Gartner estimates that 70% of organizations had already adopted a cloud-based email solution by late 2021. As enterprises shift to the cloud, many are experiencing a mismatch between their legacy security architecture and the needs of their cloud email environment. Secure email gateways, in particular, were engineered for an on-premises world rather than today’s cloud email ecosystem.
Meanwhile, major cloud providers including Microsoft and Google have made considerable investments in improving the native capabilities of their offerings. Gartner predicts at least 40% of enterprises will use built-in capabilities from a cloud email provider in place of a SEG by 2023. That said, advanced features and controls are typically only available as an add-on or part of a higher-priced licensure tier from some vendors—and not at all from others. Further, these native security solutions tend to operate by blocking known threats, which means organizations that rely on these capabilities alone may remain vulnerable to never-before-detected threats or sophisticated social engineering and account compromise attacks.
Even as enterprises adopt more of cloud providers’ built-in email security capabilities, large numbers of email borne attacks are still circumventing enterprise defenses. This reality makes it abundantly clear that it’s now essential to implement email security solutions that are more effective and efficient than those of the past. It also requires security teams to shift their mindset, away from a rules-and-policies based approach to preventing attacks, and toward a reliance on human and behavioral analysis. Increasingly, this will mean turning to email security solutions that were designed for a cloud-first world.

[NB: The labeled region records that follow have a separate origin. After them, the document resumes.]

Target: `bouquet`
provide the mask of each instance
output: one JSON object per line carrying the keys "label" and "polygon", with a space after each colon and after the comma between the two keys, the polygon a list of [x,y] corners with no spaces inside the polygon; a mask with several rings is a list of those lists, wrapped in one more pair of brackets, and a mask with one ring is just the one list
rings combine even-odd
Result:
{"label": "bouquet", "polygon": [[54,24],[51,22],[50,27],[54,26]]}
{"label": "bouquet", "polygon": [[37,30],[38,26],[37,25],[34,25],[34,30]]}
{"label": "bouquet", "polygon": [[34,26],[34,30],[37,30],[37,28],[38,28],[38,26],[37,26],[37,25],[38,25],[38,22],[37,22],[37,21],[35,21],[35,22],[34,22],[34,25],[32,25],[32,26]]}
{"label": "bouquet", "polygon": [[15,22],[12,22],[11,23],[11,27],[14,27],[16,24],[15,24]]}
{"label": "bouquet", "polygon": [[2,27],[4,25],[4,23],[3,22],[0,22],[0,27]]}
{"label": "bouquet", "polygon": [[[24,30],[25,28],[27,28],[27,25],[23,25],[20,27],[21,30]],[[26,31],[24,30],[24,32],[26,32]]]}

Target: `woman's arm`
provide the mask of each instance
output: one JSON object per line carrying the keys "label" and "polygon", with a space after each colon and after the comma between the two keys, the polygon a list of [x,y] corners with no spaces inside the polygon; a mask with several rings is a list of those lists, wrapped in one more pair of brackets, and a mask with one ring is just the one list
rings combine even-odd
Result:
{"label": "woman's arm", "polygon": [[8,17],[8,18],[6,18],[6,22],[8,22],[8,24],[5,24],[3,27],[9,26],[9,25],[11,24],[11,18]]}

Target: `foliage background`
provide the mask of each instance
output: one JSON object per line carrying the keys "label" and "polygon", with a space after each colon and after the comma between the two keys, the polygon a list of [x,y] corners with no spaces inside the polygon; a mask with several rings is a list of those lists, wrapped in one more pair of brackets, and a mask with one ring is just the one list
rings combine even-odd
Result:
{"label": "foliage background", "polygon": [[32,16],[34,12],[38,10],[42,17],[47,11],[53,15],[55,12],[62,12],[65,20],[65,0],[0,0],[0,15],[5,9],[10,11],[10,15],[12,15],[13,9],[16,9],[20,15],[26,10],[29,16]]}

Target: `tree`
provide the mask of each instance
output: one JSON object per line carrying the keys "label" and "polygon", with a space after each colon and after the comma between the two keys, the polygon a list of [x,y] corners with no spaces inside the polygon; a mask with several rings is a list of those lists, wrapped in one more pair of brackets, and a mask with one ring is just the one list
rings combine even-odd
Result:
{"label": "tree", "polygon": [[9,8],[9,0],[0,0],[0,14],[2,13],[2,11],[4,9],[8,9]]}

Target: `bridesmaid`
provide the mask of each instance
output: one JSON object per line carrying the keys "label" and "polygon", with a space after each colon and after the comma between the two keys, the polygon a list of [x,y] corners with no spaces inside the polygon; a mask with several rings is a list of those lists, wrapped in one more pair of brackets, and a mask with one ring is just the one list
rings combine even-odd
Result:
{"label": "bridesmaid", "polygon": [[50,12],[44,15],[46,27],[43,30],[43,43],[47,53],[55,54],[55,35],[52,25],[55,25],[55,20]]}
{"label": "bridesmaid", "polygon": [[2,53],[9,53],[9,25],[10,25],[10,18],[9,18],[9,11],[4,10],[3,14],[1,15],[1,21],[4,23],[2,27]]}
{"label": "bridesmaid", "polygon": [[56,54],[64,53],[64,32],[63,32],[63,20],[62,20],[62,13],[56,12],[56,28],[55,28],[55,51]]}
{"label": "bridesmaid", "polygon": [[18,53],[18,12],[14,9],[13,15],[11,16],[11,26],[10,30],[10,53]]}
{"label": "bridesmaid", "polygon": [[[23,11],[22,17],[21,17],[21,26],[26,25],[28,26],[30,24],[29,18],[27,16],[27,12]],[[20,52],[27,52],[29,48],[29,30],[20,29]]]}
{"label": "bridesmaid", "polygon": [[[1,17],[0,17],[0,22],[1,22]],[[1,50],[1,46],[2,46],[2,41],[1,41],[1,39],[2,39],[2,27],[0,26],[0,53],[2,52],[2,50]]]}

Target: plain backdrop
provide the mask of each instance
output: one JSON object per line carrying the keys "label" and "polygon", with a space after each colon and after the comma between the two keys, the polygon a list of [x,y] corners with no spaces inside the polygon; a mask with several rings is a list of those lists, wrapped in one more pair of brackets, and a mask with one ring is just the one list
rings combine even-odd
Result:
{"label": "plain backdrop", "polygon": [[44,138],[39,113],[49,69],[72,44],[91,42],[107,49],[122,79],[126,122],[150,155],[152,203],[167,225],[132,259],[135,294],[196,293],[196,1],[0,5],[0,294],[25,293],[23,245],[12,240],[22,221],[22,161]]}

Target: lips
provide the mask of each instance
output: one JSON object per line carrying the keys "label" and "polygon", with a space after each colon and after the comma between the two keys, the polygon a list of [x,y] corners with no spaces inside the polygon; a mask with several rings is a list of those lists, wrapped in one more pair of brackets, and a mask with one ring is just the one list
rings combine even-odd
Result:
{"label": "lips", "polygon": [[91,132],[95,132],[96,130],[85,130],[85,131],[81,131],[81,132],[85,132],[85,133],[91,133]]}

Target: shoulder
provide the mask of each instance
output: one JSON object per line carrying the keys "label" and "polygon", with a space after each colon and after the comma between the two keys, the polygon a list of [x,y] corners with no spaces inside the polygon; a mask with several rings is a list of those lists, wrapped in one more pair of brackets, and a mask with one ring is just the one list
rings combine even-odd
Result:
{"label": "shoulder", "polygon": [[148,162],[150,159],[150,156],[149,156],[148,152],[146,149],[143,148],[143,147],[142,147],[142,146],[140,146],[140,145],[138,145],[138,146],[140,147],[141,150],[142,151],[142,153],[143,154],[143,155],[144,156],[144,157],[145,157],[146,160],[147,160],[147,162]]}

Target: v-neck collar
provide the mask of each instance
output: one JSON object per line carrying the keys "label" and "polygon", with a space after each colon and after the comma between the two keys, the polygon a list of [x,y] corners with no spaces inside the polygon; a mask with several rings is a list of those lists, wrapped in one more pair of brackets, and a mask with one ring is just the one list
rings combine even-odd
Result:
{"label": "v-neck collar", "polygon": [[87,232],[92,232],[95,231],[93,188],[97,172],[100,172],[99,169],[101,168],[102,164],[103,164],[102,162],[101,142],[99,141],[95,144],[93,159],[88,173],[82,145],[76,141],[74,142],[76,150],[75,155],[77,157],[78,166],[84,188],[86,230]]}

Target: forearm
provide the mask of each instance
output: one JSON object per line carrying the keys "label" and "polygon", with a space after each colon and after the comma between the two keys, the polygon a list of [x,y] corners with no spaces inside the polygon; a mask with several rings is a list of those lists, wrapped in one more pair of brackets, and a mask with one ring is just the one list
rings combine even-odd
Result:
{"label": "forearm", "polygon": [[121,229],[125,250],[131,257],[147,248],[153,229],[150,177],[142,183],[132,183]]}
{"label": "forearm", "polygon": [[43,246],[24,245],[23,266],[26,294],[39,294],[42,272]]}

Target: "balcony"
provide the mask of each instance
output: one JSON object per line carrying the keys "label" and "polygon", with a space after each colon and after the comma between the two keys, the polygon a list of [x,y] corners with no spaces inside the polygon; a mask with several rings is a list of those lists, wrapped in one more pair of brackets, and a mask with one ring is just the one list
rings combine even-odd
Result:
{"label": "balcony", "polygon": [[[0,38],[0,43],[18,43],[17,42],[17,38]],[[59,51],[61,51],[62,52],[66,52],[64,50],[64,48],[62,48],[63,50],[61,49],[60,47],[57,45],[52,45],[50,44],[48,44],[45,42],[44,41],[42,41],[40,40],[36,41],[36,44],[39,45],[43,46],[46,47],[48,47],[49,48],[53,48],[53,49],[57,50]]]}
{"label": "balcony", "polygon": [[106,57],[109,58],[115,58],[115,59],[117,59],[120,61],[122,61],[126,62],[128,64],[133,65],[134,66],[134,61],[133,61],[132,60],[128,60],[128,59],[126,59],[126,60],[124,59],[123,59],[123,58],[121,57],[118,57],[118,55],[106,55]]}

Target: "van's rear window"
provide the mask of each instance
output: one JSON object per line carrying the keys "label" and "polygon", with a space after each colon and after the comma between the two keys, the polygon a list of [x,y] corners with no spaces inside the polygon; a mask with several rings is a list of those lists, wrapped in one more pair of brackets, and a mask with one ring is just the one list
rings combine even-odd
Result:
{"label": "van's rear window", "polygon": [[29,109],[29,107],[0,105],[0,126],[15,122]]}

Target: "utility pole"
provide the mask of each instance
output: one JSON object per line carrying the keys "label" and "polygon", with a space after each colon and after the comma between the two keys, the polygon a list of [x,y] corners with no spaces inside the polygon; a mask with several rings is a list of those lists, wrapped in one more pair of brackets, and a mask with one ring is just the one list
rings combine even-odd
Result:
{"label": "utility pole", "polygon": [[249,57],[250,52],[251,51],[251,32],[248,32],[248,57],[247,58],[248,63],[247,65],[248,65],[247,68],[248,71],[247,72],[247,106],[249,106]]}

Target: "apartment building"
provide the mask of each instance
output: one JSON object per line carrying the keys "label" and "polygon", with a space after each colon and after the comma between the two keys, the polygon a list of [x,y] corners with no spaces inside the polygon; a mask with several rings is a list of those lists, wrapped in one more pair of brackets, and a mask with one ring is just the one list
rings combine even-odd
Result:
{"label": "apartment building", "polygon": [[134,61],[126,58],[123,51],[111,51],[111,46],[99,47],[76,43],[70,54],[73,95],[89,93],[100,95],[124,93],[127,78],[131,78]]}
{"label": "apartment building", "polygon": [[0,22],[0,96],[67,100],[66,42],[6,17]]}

Integrated cloud email security (ICES) is an emerging market category that was first described by Gartner in 2021. ICES products are cloud-native solutions that analyze email content via API connectivity so that there’s no need to change the MX records. These platforms leverage technologies like natural language processing (NLP) and behavioral artificial intelligence (AI) to detect and block the malicious emails that legacy solutions miss.
To combat tomorrow’s increasingly sophisticated cyber threats, enterprises will need this sort of innovation–either in addition to, or in place of, their current tools.